Tuesday, January 23, 2024

A Relic Wonders About Relics

I consider myself a faithful Catholic. But there are many aspects of Church doctrine, traditions, and practices I really don't understand. For example: relics. And by “relics,” I don’t mean all the gray haired folks in the pews at Mass, especially since I’m now one of them. I totally understand why my fellow relics and I go to Mass a lot. After years of being worn down by this cold, cruel world, we know how important it is to have a relationship with the Almighty Lord who created us  especially as we’re drawing nearer and nearer to that inevitable face-to-face encounter with the Lord moments after our time here on earth is done.

Anyway, by “relics,” I mean the Church’s tradition of venerating pieces of the bodies of various holy saints. 
The website of the Catholic Education Resource Center says this: “The word relic comes from the Latin relinquo, literally meaning I leave, or I abandon.
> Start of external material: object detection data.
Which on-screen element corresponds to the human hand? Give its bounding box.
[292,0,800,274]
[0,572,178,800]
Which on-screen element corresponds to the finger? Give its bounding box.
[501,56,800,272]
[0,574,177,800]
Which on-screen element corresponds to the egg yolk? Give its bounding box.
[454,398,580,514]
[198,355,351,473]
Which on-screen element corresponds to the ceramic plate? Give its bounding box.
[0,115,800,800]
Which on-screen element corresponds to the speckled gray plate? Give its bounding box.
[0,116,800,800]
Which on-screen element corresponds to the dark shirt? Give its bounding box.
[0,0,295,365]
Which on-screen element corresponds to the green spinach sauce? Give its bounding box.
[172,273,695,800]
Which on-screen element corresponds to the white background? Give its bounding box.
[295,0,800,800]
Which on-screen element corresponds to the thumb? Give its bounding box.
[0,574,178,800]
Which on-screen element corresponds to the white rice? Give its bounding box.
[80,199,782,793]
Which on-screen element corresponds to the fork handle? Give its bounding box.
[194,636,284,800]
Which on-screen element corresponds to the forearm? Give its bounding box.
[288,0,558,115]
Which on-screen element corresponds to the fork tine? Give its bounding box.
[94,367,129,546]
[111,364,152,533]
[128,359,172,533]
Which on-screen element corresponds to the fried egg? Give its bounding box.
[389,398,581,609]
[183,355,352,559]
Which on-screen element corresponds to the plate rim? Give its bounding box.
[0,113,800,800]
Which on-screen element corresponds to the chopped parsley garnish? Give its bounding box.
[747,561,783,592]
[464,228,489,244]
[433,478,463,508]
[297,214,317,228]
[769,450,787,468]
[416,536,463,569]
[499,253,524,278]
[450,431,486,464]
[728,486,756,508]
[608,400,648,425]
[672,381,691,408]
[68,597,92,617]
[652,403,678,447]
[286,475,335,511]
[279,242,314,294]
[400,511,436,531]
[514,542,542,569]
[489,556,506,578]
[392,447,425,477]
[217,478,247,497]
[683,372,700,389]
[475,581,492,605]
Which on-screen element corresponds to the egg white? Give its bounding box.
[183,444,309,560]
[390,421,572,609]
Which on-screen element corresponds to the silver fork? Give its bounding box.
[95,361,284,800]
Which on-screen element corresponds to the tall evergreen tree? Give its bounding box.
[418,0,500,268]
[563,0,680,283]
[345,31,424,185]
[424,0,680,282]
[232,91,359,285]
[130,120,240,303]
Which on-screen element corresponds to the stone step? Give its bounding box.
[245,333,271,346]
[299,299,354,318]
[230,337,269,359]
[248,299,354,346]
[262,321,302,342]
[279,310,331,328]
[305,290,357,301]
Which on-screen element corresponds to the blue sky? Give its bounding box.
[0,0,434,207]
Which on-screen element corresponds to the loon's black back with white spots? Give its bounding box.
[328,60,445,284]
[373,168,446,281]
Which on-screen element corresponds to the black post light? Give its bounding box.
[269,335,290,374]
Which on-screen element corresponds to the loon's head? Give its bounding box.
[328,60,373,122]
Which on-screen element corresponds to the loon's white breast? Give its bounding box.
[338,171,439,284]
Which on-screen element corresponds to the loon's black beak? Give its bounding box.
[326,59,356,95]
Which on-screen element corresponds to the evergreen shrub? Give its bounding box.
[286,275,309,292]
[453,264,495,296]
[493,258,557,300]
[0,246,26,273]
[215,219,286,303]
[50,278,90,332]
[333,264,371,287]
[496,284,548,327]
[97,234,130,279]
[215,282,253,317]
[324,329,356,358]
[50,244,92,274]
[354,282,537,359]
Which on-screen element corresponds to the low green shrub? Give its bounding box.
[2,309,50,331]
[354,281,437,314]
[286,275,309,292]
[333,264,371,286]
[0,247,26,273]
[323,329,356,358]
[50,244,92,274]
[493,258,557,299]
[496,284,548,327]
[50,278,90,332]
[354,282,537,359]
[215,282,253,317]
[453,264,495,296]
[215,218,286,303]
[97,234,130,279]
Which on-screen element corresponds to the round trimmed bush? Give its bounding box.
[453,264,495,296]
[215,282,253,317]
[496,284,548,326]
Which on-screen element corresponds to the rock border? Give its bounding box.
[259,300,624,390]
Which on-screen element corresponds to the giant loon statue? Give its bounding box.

A relic is a piece of the body of a saint, an item owned or used by the saint, or an object which has been touched to the tomb of a saint. Traditionally, a piece of the body of a saint, especially that of a martyr, may be with the permission of the local ecclesiastical authority used in solemn processions recalling the specific holy person.”

The website also explains, “Some people think the Catholic Church abandoned her teaching on relics after Vatican II. However, a quick glance at the Code of Canon Law, published by authority of Pope John Paul II in 1983, reveals that the Church very much considers sacred relics to be important and significant in the life of the Church (cf. canons 1281-89).”
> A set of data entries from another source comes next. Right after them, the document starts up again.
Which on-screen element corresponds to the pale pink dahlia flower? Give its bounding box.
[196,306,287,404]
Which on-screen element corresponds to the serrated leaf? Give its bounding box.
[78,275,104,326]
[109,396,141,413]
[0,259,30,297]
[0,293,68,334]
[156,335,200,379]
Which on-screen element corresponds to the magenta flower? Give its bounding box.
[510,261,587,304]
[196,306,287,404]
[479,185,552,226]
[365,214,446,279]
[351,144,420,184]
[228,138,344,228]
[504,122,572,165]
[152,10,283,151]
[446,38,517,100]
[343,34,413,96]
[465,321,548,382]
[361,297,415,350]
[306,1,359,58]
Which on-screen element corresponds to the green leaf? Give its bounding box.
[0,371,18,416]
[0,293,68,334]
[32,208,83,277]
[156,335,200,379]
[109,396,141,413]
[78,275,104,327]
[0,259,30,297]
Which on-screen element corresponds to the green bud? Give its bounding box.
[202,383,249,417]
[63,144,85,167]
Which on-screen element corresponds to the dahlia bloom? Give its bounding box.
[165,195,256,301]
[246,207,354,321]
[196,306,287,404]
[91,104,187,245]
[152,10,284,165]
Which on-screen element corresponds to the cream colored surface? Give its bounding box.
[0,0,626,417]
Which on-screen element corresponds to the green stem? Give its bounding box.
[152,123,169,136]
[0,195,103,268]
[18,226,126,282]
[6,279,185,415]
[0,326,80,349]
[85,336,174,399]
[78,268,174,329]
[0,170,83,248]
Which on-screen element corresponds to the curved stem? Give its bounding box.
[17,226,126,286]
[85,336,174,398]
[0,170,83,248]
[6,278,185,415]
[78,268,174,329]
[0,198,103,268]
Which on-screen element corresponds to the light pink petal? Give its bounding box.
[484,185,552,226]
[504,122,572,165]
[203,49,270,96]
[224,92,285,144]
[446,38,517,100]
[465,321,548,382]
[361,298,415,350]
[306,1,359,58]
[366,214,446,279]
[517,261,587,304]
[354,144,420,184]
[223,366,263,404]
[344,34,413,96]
I’ve known for years, in a vague sort of way, that the Church had a lot of body parts of famous saints on display in various churches and cathedrals around the world. But I never gave it much thought. And when I did give it any thought, it struck me as a bit creepy and macabre. I mean, let the saint rest in peace, right? Don’t cut chunks off his or her corpse and send them to churches around the world. It just seems ghoulish, to be honest.
Then last fall, at the terrific Connecticut Catholic Men’s Conference, there was a large assortment of relics on display. I was impressed by the reverence shown by many of the men in attendance toward the relics. It was explained that the point of relics is to honor the faith and perseverance of the particular saint. 

As Catholics, we believe God created the natural, physical world, and then He declared it good. Yes, sin corrupted the world, but we do not believe that only the spiritual world is good while the physical world is all bad. The relics of saints are physical reminders of the holy lives they lived, and can inspire us to emulate them. 

As the SimplyCatholic.com website put it: “Relics are physical, tangible, concrete reminders that heaven is obtainable for us — so long as we recognize what made the saints holy and work to apply those qualities to our lives.”
When it comes to relics, I still don’t really get it. But there have been so many issues over the years where I first thought a particular Church doctrine or practice seemed foolish, and I made a big deal of saying so. Then, over time, I came to realize the wisdom in the Church’s point of view. So, with relics, even though I don’t yet feel comfortable with the overall concept, I’m going to hold my criticism. 

Maybe because I am one of those gray haired relics you see in church on Sunday mornings, I will start to understand the importance of holy relics one of these days. And if I don’t, when my inevitable face-to-face encounter with the Lord occurs moments after my time here on earth is done, I’ll just ask Him about. It will be number 64,398 on my list of things I don’t understand. 

1 comment:

  1. The world can be cold and cruel & that's what we are here for.....to change that for others....to be a source of comfort, help and joy to them. To warm their individual world.